Beth Mooney refreshed it for me at the Women in Banking conference in New York City. Beth is the President and CEO of Key Bank and is considered one of the most powerful women in the banking industry in America. She used the term "constructive impatience. It is in these cases that the status quo is unacceptable and action is needed. Instead of responding with an instinctive reaction or a whiplash of frustration or anger, constructive impatience builds an argument for careful action that requires cooperation and collaboration.

Resilience is growing through challenges and opportunities, so constructive impatience creates behaviors that influence the outcome. When a situation is intolerable, constructive impatience combined with courage - produces surprising results.

It was constructive impatience that led eight-year-old Vivian Harr to open a lemonade stand in 2012. The images of two Nepalese brothers holding hands and fighting with a board on their backs were all she needed. Making lemonade in the kitchen with her mother's help, Vivian did what any child would do: stand in a corner and sell lemonade. But there was a purpose behind it. In the first six months, her lemonade raised more than $100,000 for the anti-slavery campaign, Not For Sale.

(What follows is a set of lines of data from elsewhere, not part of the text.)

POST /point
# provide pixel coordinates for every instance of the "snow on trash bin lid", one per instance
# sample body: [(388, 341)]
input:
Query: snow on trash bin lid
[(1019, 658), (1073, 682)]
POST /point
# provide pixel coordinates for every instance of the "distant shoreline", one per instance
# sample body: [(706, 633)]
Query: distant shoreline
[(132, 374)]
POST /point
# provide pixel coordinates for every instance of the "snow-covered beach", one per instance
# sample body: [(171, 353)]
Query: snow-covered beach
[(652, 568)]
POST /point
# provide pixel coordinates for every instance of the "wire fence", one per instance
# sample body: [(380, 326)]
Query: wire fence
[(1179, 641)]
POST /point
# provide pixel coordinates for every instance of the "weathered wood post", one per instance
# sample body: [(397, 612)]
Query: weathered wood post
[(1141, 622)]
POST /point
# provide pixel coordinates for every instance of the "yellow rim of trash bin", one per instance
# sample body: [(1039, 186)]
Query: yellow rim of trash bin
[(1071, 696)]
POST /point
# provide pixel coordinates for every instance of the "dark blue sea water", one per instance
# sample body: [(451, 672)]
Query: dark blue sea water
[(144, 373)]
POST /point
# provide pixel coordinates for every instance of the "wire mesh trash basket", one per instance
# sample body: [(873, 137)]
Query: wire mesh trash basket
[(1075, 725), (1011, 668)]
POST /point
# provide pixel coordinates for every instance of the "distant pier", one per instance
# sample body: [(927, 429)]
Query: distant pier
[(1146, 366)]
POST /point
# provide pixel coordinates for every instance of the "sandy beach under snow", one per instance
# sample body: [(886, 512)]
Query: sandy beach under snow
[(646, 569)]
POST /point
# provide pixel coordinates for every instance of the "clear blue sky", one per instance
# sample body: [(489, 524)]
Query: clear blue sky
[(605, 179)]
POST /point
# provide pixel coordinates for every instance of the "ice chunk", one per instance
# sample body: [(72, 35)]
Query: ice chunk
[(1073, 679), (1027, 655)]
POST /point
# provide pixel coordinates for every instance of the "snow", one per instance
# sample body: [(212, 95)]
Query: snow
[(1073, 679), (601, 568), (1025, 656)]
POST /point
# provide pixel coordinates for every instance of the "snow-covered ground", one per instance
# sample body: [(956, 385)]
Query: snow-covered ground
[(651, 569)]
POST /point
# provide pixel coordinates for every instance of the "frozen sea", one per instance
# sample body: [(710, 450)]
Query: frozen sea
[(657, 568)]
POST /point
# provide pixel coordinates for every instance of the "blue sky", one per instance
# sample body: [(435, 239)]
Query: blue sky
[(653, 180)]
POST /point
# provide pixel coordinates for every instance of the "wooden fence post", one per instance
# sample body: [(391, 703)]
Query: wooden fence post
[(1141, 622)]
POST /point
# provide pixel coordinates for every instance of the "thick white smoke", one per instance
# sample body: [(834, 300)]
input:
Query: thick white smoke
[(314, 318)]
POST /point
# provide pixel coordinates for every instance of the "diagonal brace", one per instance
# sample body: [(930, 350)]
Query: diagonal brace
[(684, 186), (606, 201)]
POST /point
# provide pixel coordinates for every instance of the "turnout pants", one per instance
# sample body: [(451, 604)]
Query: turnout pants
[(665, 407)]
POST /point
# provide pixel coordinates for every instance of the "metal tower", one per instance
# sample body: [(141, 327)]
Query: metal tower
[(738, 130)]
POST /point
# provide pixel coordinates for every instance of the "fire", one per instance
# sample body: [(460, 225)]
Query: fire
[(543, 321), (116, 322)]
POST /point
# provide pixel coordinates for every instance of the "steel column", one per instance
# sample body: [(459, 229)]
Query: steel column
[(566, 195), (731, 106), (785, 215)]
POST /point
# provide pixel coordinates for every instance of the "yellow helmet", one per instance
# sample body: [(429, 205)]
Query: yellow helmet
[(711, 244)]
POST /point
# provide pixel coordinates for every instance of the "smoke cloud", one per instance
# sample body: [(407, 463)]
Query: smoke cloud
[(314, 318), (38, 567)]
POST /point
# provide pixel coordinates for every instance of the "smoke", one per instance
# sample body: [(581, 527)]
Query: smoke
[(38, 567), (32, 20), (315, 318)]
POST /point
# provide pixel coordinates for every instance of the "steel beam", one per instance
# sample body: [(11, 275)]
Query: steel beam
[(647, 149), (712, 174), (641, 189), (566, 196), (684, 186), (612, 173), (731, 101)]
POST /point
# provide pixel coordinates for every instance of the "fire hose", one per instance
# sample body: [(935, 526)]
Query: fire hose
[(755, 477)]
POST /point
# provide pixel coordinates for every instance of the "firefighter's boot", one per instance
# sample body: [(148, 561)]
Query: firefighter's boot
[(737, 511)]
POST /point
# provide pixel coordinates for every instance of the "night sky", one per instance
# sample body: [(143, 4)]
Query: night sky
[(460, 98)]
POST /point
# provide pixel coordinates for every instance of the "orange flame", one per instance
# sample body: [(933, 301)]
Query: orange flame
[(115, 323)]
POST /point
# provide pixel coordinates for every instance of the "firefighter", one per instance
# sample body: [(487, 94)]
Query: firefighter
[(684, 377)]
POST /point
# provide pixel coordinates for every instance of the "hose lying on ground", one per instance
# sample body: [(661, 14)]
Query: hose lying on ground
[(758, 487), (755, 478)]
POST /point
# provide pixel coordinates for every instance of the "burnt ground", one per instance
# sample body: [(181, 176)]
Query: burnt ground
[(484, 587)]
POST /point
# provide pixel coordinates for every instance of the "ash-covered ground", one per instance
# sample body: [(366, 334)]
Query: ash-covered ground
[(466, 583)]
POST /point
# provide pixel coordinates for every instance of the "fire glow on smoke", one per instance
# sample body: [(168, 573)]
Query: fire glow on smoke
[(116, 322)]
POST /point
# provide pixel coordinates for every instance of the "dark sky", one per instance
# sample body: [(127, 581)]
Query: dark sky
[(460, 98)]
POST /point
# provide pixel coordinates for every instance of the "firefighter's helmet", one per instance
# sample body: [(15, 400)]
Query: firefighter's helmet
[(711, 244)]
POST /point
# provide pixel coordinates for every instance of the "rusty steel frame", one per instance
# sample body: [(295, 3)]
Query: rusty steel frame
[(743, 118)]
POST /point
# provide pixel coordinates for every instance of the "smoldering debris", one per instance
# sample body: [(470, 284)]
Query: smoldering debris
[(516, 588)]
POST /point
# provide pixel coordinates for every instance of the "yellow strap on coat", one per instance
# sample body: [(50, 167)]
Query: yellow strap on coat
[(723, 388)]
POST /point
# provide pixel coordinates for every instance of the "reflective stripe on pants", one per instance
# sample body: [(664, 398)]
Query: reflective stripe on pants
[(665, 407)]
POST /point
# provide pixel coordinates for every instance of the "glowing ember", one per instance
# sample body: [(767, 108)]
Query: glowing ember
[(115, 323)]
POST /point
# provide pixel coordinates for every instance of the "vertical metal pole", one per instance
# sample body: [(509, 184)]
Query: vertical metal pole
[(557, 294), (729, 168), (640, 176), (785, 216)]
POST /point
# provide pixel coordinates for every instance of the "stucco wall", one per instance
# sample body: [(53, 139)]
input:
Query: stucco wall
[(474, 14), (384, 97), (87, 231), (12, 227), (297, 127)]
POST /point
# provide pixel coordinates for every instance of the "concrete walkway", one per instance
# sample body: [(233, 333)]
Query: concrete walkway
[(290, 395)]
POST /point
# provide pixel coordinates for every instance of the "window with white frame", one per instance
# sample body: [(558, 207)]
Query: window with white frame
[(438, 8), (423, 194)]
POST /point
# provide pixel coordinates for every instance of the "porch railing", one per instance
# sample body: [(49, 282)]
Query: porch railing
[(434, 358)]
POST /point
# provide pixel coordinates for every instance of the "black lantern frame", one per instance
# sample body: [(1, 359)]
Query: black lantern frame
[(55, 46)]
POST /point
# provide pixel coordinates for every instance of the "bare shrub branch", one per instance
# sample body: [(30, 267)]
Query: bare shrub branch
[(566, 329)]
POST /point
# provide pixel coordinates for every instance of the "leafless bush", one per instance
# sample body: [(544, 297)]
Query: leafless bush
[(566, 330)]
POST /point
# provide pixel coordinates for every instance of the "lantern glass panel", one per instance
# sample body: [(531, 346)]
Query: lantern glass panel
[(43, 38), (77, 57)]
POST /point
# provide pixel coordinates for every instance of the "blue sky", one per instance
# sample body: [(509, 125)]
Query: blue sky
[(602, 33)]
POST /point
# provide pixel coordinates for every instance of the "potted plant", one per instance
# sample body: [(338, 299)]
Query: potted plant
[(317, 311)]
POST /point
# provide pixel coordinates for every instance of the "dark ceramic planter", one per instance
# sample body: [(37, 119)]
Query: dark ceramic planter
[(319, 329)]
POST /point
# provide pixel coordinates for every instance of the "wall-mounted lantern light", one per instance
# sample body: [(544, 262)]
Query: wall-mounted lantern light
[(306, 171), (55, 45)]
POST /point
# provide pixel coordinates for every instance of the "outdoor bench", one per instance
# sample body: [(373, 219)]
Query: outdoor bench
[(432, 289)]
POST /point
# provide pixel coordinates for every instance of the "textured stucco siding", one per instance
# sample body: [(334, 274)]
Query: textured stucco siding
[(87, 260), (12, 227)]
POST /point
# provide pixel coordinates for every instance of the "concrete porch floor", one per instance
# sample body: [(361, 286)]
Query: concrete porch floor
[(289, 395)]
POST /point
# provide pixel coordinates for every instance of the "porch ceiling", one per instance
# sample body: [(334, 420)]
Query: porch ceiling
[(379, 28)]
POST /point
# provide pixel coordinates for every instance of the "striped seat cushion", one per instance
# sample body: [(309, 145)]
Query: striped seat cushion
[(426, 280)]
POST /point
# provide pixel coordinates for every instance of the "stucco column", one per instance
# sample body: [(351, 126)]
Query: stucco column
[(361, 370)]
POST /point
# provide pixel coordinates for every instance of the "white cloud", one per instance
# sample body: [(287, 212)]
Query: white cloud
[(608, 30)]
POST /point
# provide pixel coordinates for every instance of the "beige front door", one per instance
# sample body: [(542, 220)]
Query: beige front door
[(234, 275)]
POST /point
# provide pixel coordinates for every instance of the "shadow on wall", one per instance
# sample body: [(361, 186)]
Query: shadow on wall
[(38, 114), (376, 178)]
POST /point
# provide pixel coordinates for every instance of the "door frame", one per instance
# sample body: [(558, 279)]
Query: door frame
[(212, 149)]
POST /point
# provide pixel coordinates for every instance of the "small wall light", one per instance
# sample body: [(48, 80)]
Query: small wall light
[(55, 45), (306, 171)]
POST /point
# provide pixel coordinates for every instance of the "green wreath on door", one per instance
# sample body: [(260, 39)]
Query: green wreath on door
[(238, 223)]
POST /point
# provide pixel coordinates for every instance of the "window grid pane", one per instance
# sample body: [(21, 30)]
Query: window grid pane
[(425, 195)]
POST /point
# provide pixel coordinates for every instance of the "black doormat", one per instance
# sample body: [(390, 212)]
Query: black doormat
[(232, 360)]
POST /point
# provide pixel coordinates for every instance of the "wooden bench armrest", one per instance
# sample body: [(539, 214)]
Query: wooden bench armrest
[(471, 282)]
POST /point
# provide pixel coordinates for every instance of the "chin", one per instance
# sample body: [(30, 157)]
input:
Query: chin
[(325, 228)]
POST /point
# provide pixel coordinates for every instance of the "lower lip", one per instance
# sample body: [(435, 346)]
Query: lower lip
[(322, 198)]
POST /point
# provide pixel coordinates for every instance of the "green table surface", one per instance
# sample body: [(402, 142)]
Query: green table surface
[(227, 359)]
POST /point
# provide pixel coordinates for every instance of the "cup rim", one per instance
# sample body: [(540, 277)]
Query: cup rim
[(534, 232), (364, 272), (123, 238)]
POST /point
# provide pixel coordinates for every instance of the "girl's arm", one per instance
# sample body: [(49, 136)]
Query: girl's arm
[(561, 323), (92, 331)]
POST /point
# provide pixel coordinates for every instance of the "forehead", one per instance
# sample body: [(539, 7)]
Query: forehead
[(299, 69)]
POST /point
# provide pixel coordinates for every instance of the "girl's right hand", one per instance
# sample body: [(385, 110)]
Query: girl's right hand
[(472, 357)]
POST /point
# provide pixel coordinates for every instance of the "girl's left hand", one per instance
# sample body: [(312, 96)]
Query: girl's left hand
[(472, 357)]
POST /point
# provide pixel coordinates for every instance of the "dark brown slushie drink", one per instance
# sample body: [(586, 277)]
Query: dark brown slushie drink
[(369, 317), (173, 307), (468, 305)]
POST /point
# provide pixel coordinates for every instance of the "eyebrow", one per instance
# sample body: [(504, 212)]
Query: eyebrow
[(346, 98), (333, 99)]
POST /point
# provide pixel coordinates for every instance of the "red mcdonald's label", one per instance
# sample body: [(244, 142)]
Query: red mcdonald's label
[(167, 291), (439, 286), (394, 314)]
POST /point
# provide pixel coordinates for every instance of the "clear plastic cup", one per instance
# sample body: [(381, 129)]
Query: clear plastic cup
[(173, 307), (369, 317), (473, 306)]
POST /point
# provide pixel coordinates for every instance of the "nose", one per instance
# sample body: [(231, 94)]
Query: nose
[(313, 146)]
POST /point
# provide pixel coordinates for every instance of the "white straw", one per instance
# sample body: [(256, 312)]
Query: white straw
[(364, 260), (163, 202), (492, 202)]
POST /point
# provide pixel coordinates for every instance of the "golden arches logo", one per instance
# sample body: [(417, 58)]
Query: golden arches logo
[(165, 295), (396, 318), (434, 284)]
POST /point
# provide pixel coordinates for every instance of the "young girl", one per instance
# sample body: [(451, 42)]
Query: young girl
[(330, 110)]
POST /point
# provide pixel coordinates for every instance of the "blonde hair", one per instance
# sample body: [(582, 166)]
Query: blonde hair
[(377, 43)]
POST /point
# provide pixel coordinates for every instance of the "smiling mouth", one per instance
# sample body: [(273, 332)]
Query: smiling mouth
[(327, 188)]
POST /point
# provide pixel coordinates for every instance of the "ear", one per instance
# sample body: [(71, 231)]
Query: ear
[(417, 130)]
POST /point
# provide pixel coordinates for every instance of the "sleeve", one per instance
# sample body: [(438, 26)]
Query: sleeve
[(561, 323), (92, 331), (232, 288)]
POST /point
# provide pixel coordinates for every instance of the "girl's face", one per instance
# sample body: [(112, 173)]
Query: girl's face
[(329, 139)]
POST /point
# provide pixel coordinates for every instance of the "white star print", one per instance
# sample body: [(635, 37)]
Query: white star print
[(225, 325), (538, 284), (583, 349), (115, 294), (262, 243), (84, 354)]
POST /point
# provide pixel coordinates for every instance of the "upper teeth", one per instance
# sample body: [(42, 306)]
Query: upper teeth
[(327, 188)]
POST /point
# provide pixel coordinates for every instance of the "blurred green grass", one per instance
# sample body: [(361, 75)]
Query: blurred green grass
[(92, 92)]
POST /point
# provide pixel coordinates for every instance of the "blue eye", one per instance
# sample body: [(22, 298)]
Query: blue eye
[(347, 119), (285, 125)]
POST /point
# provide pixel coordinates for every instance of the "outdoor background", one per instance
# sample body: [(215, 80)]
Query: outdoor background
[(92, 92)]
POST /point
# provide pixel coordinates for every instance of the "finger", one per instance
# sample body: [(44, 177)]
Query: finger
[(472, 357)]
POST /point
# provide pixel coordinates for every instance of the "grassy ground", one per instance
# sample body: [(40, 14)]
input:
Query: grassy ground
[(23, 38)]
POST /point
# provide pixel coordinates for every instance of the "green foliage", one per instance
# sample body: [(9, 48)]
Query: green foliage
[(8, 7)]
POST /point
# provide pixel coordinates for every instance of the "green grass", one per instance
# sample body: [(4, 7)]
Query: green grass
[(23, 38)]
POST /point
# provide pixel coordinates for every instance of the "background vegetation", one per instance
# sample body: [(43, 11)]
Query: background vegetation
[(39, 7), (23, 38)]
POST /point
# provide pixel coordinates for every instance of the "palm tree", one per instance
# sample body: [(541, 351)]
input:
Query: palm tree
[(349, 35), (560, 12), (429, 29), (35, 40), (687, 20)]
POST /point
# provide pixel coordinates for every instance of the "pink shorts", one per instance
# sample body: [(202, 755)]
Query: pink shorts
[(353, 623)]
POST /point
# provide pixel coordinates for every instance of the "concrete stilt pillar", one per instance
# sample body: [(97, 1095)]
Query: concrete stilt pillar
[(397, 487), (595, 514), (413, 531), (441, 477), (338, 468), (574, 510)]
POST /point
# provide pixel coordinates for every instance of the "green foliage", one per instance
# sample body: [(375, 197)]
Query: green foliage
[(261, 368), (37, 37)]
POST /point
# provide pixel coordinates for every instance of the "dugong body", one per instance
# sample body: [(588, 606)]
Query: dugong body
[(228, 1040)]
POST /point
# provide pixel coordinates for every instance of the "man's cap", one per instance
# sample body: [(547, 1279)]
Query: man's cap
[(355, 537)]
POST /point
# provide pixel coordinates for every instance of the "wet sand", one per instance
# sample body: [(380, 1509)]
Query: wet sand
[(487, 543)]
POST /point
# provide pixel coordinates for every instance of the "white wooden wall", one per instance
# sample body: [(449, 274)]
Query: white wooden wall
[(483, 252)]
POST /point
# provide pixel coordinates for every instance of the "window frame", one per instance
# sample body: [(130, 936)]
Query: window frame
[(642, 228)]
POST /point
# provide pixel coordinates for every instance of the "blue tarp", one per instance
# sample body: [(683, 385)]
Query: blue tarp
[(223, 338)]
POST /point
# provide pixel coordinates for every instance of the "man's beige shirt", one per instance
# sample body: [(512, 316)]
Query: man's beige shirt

Through Constructive Impatience, Anything is Possible

Constructive impatience knows no bounds. With the help of his father, Eric Harr, Make A Stand Lemon-Aide is a complete production company selling bottled drinks in 70 retail stores on the West Coast. Half of the profits are donated to UNICEF, the Emancipation of Slaves, and the International Programme for the Elimination of Child Labor.

Dr. G. Venkataswamy, known as Dr. V, knew that cataract surgery could successfully treat cataract, the leading cause of blindness in India. Not discouraged by the government model, he founded Aravind Eye Hospital.

Despite suffering from arthritis, with constructive impatience and hard work, he held a scalpel in his hand and was able to perform more than 100 surgeries a day. As he sat in the center of the operating room, patients radiated around him like spokes from a wheel. He simply moved the patient's chair.

The Aravind Eye Care System is now a model for India and the world. It offers a model from which U.S. healthcare can learn very well.

Five ways to turn constructive impatience into reality:

  1. You have a clear understanding of what impatience is and why it is important. Why isn't it important at first, and why is it so important for others to help you?
  2. Constructive means that improvement is the goal. What are the measurable signs that improvement is happening?
  3. Start small - one cup of lemonade at a time, and a mile takes time. But an inch is child's play.
  4. Ask for what you need. If you don't, you won't get it.
  5. Celebrate often. Cheer when your child steps forward - not when your adult teenager runs a marathon. Constructive impatience needs to be encouraged.

Read the words of a Renaissance man always impatient for new interactions and ways of seeing the world.

"I had the impulse to try it. It is not enough to know it, it must be applied. It is not enough to have the will to do it." - Leonardo da Vinci.